大阪の南東に位置する狭山ニュータウンという郊外型住宅地での計画。
40年ほど前に開発が行われ、現在もベットタウンとして人気であり、新しい住宅が入り混じった住宅地である。施主は子どもと愛犬が安全に元気に走り回れる住まいを希望された。 犬と共に暮らすという事は、毎日の散歩で天気や気候、季節などの豊かな外部環境を感じながら、街の中でちょっとしたコミュニケーションを地域住民とも交わす事ができると思った。そんな人と犬が共に暮らす事で生み出す副産物を住まいに積極的に取り入れたいと考えた。
そこで、住まいの中心に散歩道のような土間空間を設えた。この散歩道は玄関であり、リビングの一角でもあり、縁側のようでもあり、廊下、テラスの一部にもなる。時には道端で世間話をするように住まいの土間でちょっとした交流も出来、間接的だけでなく直接的に繋がることも出来る。

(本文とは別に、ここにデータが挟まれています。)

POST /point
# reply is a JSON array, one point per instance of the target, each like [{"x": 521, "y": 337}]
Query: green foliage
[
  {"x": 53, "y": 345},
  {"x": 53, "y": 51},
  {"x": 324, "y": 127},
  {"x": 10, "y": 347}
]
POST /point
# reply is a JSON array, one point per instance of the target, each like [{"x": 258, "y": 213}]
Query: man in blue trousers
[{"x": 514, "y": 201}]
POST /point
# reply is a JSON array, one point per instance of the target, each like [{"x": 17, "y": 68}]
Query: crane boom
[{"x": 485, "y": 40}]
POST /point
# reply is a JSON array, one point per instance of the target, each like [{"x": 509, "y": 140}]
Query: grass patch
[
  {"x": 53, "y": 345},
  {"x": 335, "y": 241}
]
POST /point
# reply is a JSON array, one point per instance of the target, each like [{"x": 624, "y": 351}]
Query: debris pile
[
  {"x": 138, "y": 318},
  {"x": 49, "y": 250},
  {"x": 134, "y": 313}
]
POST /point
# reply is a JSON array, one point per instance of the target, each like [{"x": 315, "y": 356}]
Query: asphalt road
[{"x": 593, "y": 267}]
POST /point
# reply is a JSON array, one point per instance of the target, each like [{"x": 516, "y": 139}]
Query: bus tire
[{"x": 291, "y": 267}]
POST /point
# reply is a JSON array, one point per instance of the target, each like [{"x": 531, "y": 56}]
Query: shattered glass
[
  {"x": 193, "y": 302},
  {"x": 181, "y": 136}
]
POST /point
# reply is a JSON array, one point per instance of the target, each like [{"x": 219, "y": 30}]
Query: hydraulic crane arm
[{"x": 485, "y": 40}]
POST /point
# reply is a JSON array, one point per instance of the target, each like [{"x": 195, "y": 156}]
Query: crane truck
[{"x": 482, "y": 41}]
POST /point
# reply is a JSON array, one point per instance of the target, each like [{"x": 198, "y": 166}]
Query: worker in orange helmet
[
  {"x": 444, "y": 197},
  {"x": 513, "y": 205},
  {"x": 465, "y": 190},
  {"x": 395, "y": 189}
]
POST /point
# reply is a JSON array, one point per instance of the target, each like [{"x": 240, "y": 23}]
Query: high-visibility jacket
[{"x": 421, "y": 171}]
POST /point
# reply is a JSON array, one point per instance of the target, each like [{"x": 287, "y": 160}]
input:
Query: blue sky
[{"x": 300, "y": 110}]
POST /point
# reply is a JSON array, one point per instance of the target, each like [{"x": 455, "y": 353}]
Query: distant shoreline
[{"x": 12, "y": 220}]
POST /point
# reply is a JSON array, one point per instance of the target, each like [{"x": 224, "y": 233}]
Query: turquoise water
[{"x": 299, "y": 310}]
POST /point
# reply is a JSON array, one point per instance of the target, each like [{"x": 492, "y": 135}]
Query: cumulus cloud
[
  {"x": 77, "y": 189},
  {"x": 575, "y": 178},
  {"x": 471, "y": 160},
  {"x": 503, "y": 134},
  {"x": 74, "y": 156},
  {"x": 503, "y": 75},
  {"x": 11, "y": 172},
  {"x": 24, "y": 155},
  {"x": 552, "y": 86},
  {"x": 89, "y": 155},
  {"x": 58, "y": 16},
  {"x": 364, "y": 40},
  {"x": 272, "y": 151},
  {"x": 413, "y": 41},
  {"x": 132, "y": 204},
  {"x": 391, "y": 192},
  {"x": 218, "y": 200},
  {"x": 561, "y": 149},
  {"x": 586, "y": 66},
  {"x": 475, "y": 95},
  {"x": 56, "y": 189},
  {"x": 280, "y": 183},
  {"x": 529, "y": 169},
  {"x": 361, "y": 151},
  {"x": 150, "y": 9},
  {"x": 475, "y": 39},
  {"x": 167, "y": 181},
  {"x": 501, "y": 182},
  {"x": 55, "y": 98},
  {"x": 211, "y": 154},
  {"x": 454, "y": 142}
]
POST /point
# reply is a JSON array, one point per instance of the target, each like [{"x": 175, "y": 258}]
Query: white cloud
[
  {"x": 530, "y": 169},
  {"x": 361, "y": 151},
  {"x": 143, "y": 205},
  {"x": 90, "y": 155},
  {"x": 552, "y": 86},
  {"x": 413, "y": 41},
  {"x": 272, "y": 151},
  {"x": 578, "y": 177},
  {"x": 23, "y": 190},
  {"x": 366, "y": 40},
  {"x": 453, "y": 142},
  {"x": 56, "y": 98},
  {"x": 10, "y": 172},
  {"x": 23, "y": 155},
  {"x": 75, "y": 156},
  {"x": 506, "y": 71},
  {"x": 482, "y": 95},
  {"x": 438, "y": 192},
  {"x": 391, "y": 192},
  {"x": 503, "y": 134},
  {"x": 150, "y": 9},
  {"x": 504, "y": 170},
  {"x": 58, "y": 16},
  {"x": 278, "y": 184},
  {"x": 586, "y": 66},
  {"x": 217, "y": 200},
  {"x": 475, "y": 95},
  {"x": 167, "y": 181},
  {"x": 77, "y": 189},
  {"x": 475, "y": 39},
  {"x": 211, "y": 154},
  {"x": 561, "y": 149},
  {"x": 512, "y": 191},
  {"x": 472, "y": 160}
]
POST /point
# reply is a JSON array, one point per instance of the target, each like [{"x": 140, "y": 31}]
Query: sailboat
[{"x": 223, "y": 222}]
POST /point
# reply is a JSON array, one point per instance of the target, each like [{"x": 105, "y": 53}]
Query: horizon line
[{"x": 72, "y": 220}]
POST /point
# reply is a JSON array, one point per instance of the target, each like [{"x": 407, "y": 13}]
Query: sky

将来的には、外部テラスと2Fの屋上テラスを階段で結ぶことで、地域と1F、1Fと2Fがぐるぐる回れる通路を生み出す事ができる。住まいの中央に散歩道を設けることで、住宅に囲まれたような住まいであったとしても、人と人、ペットと人の関係から何かのきっかけで新たな暮らしの彩りがこの散歩道から生まれていくことを想像した。